# Anyone heard of K2 Zed 3.3?



## Visionist (Nov 23, 2012)

I can't really seem to find much of anything online about it, K2's website has 3.0, but not 3.3. 
I can pickup the bike for $200 and it looks to be in pretty good shape. Is this bike any good for a beginner/at all? I broke my last bike( a full suspension $400 Raleigh, I didn't buy it) by jumping off a curb... so I'm looking for something a little more durable at least.


----------



## Visionist (Nov 23, 2012)

Nobody?


----------



## rangeriderdave (Aug 29, 2008)

Hard to tell from the pics ,but looks to be entry level . Post the specs or look them up on bikepedia .In general entry level gear doesn't hold to much abuse.


----------



## Visionist (Nov 23, 2012)

rangeriderdave said:


> Hard to tell from the pics ,but looks to be entry level . Post the specs or look them up on bikepedia .In general entry level gear doesn't hold to much abuse.

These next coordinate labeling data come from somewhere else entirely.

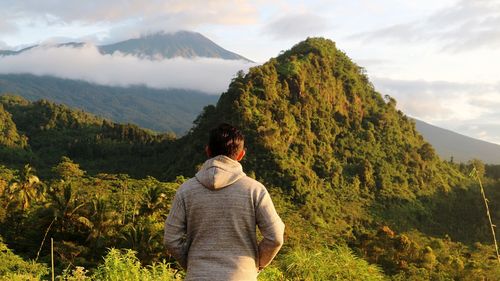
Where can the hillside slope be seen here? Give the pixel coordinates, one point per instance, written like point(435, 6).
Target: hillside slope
point(160, 45)
point(169, 110)
point(461, 148)
point(318, 131)
point(344, 167)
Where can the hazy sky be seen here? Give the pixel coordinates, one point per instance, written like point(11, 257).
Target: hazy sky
point(437, 58)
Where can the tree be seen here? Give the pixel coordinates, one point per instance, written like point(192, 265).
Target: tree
point(25, 187)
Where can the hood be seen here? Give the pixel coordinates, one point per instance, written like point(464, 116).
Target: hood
point(219, 172)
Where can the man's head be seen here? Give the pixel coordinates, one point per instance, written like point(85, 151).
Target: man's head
point(226, 140)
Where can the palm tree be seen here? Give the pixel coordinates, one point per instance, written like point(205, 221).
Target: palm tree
point(24, 188)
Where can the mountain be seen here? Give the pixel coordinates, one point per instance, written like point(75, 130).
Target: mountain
point(162, 110)
point(159, 45)
point(168, 45)
point(42, 132)
point(461, 148)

I'm going to be using whatever bike I get for transport and for some trail riding. Nothing extreme.
These seem to be the specs:


> Frame 6061 Aluminum Hardtail,
> Custom Blend Tubing
> Rear Shock N/A
> Fork SR SUNTOUR XCT-V3, 100mm
> ...


----------



## rangeriderdave (Aug 29, 2008)

That bike is a entry level bike ,for what you intend to use it for it will be ok. If you ride it hard you will start bending and breaking things. Have you test rode ,it does it fit ?


----------



## deke505 (Jul 29, 2012)

the number 3.3 is different for the website is because the 3.3 was made to a specific company and the specs they wanted.

edit
it is an entry level bike


----------